Satisfait de son bilan de mi-mandat, le gouvernement estime avoir été de bonne foi à l’égard des syndicats les plus représentatifs auxquels, estime-t-on au sein de la majorité, plusieurs concessions ont été accordées. “Jamais un gouvernement n’a donné autant d'acquis sociaux en si peu de temps”, lâche un député de la majorité, en référence aux multiples revalorisations salariales concédées à plusieurs catégories de fonctionnaires. Des avantages consolidés dans le dernier accord social, signé le 29 avril, où le gouvernement a pris soin d’offrir aux fonctionnaires une hausse générale des salaires (1000 dirhams) en plus d’une baisse de l’IR.
Certes, tout le monde s’en félicite, mais le plus difficile est à venir.
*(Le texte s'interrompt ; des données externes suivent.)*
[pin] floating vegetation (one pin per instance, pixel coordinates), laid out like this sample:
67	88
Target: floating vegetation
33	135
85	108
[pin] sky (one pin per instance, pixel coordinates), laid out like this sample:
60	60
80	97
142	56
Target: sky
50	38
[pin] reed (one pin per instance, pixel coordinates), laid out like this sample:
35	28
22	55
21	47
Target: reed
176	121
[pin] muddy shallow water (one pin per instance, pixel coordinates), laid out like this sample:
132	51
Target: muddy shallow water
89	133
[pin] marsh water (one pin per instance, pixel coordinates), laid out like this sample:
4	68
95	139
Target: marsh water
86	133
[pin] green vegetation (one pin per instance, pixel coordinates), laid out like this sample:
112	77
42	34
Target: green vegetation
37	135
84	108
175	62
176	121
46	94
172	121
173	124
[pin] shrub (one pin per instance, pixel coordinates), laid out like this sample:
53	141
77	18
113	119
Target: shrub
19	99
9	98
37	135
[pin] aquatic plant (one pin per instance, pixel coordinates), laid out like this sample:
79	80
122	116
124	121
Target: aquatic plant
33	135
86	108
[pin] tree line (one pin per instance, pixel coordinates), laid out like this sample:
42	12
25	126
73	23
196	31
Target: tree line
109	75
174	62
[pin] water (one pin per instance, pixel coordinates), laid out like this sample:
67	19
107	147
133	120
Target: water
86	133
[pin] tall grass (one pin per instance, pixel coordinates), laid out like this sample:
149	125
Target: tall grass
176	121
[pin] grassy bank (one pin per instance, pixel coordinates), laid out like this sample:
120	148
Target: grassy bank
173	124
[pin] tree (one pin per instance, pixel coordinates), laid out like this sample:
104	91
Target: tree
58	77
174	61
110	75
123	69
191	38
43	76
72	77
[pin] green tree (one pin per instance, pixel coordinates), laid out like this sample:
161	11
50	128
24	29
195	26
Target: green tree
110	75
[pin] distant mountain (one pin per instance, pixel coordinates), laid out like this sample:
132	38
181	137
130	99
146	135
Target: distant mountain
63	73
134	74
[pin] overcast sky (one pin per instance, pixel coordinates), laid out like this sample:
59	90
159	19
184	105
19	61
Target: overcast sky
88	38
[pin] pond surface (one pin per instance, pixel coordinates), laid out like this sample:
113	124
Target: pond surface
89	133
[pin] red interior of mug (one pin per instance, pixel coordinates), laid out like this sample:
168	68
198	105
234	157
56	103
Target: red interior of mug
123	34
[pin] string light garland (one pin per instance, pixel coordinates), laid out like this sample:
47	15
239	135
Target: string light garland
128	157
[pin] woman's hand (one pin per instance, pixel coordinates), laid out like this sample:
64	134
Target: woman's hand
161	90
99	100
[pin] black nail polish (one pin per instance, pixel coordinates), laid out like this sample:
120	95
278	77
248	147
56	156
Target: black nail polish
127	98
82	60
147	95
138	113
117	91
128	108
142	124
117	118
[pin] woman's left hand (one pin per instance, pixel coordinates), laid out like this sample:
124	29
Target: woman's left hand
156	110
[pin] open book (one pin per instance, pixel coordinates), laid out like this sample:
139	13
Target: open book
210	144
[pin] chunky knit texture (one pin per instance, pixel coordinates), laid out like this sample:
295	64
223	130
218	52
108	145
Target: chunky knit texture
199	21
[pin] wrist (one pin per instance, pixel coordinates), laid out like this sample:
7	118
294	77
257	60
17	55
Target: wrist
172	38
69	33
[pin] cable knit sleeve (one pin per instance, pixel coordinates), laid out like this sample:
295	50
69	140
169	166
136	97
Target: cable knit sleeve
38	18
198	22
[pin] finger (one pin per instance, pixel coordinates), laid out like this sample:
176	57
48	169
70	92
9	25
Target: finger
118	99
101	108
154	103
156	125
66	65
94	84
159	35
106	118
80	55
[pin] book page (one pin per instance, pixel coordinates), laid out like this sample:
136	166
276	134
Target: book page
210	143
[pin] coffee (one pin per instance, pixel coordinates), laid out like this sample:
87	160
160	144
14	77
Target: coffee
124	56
L’Exécutif est appelé à trancher sur les épineuses réformes liées au travail. Jusqu’à présent, les réunions informelles se poursuivent entre le ministre de tutelle, Younes Sekkouri, et les partenaires sociaux en vue de parvenir à un compromis sur la loi relative à l’exercice du droit de grève avant la fin de la session parlementaire du printemps. Le ministre se voit confronté au peu de temps qui lui reste avant d'aboutir à un accord qui sera débattu au Parlement avant que les députés ne partent en vacances. Le deal social du 29 juin est clair, le gouvernement s’y est engagé à programmer le projet de loi à la Commission compétente à la Chambre des Représentants avant la fin de la session du printemps.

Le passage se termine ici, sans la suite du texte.